Whether or not a child’s preference or talents are obvious, knowing what extracurricular activities are even available is very valuable. For a kid who does not flourish on an organized sports team but loves to be active, a local hiking group or recreation karate facility might be the perfect fit. For a child who is drawn to hours of playing Minecraft, there may be a local robotics club or a Code Ninjas franchise nearby. For the dancer who would never wear a tutu, be on the lookout for an Irish dancing troupe or hip-hop squad. Most towns, even very small ones, have online social media community groups where these opportunities can be found. If there isn’t a club already started, one can always be formed.

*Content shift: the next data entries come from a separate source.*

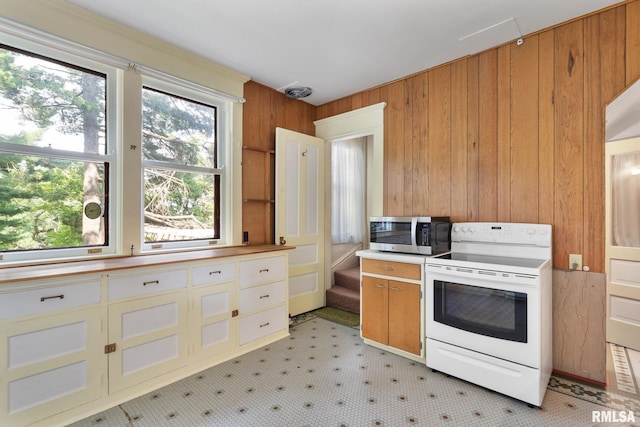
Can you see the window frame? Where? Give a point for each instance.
(175, 87)
(123, 133)
(48, 51)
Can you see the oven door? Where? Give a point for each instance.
(494, 313)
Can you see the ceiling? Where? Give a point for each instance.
(338, 47)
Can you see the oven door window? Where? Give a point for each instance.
(396, 233)
(485, 311)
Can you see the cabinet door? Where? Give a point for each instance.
(50, 365)
(375, 309)
(212, 325)
(150, 335)
(404, 316)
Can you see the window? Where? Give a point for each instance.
(55, 157)
(181, 174)
(70, 187)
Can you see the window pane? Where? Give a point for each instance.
(178, 130)
(47, 103)
(179, 206)
(43, 203)
(625, 196)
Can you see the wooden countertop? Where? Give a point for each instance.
(60, 269)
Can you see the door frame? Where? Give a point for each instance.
(618, 332)
(366, 121)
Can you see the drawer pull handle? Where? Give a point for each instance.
(43, 299)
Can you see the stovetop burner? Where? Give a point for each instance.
(492, 260)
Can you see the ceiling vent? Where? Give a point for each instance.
(297, 92)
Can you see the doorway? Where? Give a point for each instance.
(365, 122)
(348, 200)
(623, 242)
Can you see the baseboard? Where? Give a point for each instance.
(579, 378)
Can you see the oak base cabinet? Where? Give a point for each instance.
(392, 312)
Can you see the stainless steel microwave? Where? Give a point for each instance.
(423, 235)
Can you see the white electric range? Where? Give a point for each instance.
(488, 308)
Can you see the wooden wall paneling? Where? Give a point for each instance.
(488, 136)
(371, 97)
(472, 187)
(264, 110)
(569, 137)
(394, 146)
(503, 131)
(632, 41)
(459, 141)
(410, 162)
(599, 87)
(251, 114)
(565, 129)
(439, 173)
(524, 166)
(418, 89)
(579, 344)
(357, 101)
(546, 127)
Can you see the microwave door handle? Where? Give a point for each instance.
(435, 232)
(414, 230)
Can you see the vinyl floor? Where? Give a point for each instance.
(324, 375)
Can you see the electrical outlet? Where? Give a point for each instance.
(575, 262)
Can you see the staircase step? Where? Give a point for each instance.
(344, 299)
(348, 278)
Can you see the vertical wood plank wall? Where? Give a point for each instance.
(514, 133)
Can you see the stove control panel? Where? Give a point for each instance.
(500, 232)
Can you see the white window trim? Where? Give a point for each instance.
(126, 233)
(57, 49)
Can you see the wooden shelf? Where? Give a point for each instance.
(259, 150)
(258, 200)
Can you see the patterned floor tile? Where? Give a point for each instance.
(324, 375)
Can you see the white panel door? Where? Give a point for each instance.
(300, 215)
(623, 242)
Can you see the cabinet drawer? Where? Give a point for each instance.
(213, 273)
(262, 324)
(262, 270)
(392, 268)
(45, 300)
(150, 282)
(261, 297)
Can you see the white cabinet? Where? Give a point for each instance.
(263, 299)
(75, 347)
(150, 339)
(213, 308)
(52, 361)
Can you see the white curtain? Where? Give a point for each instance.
(348, 190)
(625, 182)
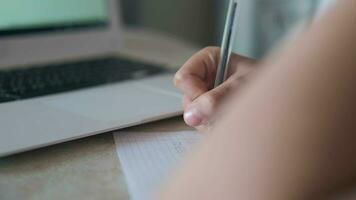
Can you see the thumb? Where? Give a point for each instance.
(200, 112)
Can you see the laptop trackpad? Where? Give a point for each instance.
(124, 103)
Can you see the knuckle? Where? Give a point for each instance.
(210, 101)
(178, 78)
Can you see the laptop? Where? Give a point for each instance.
(61, 77)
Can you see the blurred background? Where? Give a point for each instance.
(262, 23)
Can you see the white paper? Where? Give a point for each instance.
(148, 158)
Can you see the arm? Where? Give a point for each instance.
(291, 133)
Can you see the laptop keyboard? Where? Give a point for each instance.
(40, 80)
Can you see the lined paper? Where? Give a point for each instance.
(148, 158)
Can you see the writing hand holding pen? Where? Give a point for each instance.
(196, 80)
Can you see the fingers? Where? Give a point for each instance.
(198, 74)
(199, 113)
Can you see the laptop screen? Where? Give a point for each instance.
(34, 16)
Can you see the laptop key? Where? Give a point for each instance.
(36, 81)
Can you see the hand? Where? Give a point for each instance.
(196, 80)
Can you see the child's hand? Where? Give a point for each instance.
(196, 80)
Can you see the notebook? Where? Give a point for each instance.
(149, 158)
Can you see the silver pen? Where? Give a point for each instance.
(227, 43)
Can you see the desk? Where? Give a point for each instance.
(89, 168)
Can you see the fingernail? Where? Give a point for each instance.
(193, 117)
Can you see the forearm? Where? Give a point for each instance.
(290, 134)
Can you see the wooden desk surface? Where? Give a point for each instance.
(88, 168)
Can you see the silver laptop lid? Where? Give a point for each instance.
(33, 31)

What is your monetary and time budget?

A reality parents must face is how much time and money can be devoted to a child’s extracurriculars. The time cost of an extracurricular is not just that of the child, but of the parents, too. The time requirement needed to bring the kid to and from an activity is an important consideration. Consider what will not be accomplished in the hours dedicated by the activity and make a decision on which is the priority. Take baseball for example; there is a big difference between a kid playing in the local little league and the time required to be on a year-round travel team. A parent can potentially drop a kid at local practice and run some errands around town or look after things at home before picking him back up with little disruption in daily tasks; but if the team requires weekend travel household chores and other obligations will be put on hold. Monetary cost is an extremely important factor, as well. Gone are the days where a cheerleader had one uniform for football and basketball. Now there are practice uniforms, game uniforms, competition uniforms and more. Supporting children’s dream can become a double-edged sword if the family’s time and money are overextended. Setting and keeping he limits early can significantly ease the decision-making process into the future. Some kids truly need to be on the travel team, others will be perfectly fine playing rec league.

Extracurricular Activities for Homeschoolers: Taking the Stress Off

The best news when it comes to extracurricular activities and your child’s future is that colleges no longer really care so much about which specific activities in which a prospective student has been involved. Colleges care more about what the student’s time spent in the extracurricular says about them. It is important to see what a child is passionate about, how their involvement impacted those around them and when given an opportunity did the student step out in a leadership role. Teaching a coding class to kids can be rated just as well as being the captain of the volleyball team.  The bottom line is to find what the child enjoys or has a talent for and to grow that talent over time in the way that best supports the individual and the family.

Extracurricular Ideas for Homeschoolers

  • Sports and Fitness: individual or team
    • Traditional: baseball, soccer, basketball, volleyball, etc.
    • New and Emerging: Parkour, Ninja Obstacle, Lightsaber
  • Common Interest Clubs and Groups:
    • Traditional: Scouts, Book, Student Council
    • New and Emerging: Robotics, Coding, Entrepreneurship
  • Community:
    • Traditional: Gardening, Religious, Political
    • New and Emerging: Environment, Humanitarian
  • Jobs and Internships:
    • Traditional: Fast food, Retail, Farming
    • New and Emerging: Non-profit, Shadowing, Entrepreneurship

Whether your homeschooled student enjoys traditional extracurriculars, like baseball or dance, or some extra effort is needed to find alternate hobbies, time spent figuring it out is a worthy endeavor. Memories made doing things they love will come across genuinely in interviews for college or work down the road; knowing they were supported their unique personalities will pay off for a lifetime.